Aunque no se pesca de forma profesional, en Asturias sí existe una larga tradición de capturas y consumo de oricios. Muy especialmente, en los concejos del centro y occidente de la región.
La pesca del equinodermo se permite todo el año en roquedales que quedan al descubierto con la marea baja. El límite de capturas se establece en cinco kilos por día y mariscador. Aunque no existe veda, sí hay una autorregulación en la pesca. Los oricios se encuentran en su momento óptimo cuando la hueva se encuentra desarrollada, circunstancia que se da desde el mes de diciembre hasta la primavera.
La mala situación de la especie no es un problema exclusivo de Asturias. En Galicia se explota profesionalmente. La mayor parte de las capturas se exportan a comunidades como Asturias, donde las recolecciones no cubren el consumo. Los pescadores deportivos no están autorizados para venderlos.

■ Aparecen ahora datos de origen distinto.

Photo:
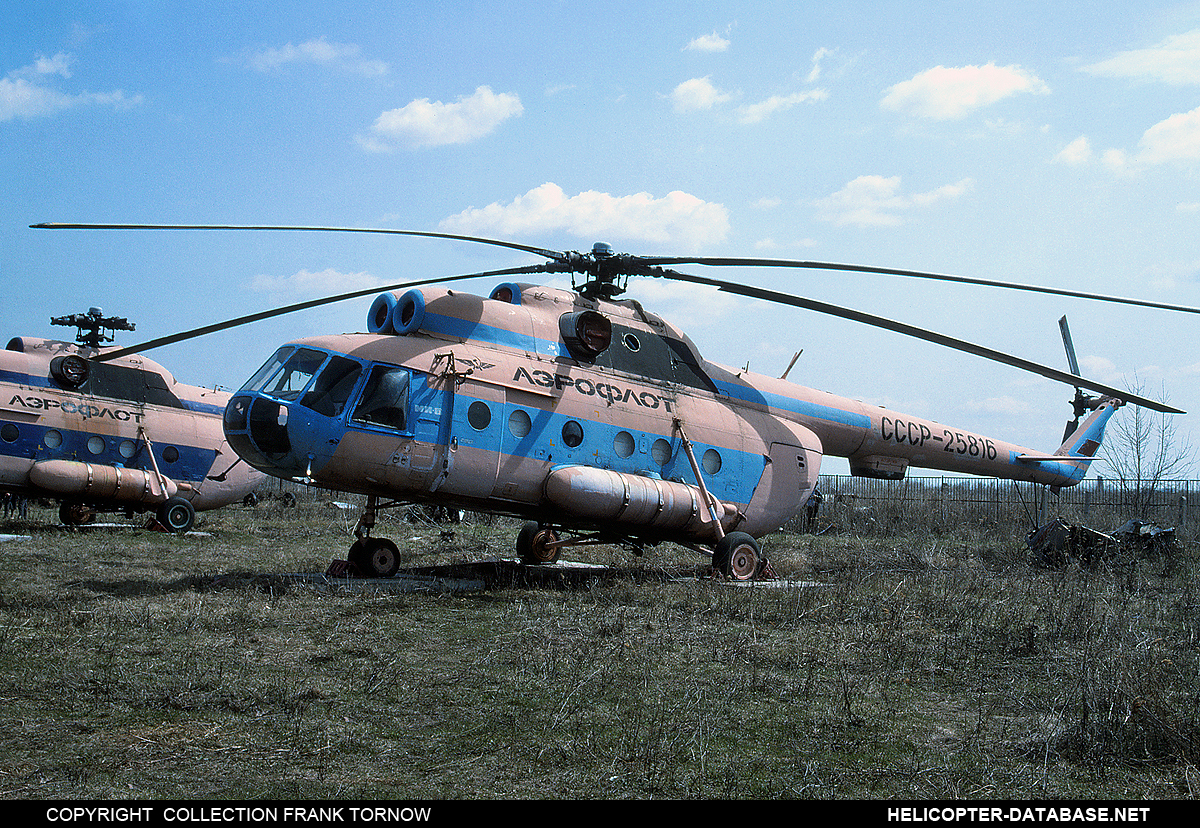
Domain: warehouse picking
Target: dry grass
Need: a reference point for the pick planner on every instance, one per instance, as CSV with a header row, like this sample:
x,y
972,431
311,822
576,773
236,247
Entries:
x,y
135,664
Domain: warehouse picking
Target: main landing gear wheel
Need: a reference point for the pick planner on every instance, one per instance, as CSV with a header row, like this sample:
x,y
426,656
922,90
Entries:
x,y
538,544
375,557
737,556
177,515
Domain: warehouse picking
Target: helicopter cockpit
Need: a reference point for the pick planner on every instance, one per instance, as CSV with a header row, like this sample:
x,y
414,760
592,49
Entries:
x,y
309,395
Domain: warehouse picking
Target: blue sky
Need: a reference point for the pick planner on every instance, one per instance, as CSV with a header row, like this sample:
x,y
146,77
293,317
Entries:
x,y
1038,143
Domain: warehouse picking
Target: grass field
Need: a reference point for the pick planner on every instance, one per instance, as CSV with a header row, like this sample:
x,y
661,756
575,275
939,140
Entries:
x,y
921,666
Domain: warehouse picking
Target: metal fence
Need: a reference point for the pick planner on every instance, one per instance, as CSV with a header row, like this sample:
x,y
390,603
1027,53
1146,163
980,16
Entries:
x,y
863,504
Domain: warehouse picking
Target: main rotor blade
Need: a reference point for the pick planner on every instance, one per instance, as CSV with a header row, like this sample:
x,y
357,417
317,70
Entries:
x,y
299,306
511,245
724,262
922,334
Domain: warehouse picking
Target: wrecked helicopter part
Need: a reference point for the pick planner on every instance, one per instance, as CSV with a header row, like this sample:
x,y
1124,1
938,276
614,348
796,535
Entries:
x,y
1057,541
1146,538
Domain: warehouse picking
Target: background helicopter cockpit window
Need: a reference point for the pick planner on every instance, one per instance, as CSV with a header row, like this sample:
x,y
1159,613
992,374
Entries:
x,y
384,399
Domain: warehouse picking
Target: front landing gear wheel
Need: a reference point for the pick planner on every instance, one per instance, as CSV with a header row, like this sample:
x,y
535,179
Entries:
x,y
177,515
375,557
737,556
538,544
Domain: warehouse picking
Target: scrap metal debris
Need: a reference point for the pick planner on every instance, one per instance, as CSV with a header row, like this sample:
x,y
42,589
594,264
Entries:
x,y
1057,541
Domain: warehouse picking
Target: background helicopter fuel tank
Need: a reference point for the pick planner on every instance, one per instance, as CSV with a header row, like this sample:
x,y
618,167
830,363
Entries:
x,y
585,413
112,436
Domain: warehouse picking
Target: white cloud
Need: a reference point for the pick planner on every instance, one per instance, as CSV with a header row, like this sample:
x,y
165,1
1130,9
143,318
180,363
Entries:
x,y
1177,138
306,283
346,57
677,219
712,42
1077,153
25,94
697,94
1000,406
426,123
874,201
759,112
951,94
817,57
1175,60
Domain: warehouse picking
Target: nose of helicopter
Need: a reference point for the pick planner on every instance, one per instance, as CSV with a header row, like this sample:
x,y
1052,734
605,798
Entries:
x,y
269,435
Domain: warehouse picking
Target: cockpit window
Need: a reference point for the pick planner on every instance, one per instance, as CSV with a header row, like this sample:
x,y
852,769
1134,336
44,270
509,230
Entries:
x,y
331,390
289,382
268,370
384,399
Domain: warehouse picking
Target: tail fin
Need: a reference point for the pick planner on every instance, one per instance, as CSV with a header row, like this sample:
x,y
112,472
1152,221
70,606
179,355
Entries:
x,y
1085,441
1078,451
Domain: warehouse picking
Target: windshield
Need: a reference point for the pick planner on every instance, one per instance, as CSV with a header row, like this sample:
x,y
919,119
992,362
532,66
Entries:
x,y
384,399
333,387
288,382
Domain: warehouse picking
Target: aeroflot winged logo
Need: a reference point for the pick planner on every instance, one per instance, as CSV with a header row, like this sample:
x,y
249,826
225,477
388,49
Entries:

Este año, los sucesivos temporales han reducido sensiblemente las capturas de oricios en la región. Asturias comparte el aprecio por los erizos con lugares tan dispares como Japón o Francia, donde son un producto muy valorado. No ocurre lo mismo en otras regiones de España. Mismamente, en Galicia tiene poca consideración.
En 1991 el Principado realizó un estudio sobre la especie. Una revisión realizada en 2006 dio como resultado una reducción del 42 por ciento de superficie ocupada por oricios y del 43 por ciento de masa explotable en el área occidental, desde el cabo Torres hasta la ría del Eo. En cambio, en el Oriente la situación es mucho mejor: se mantiene el 97 por ciento de la masa de oricios localizada en 1991.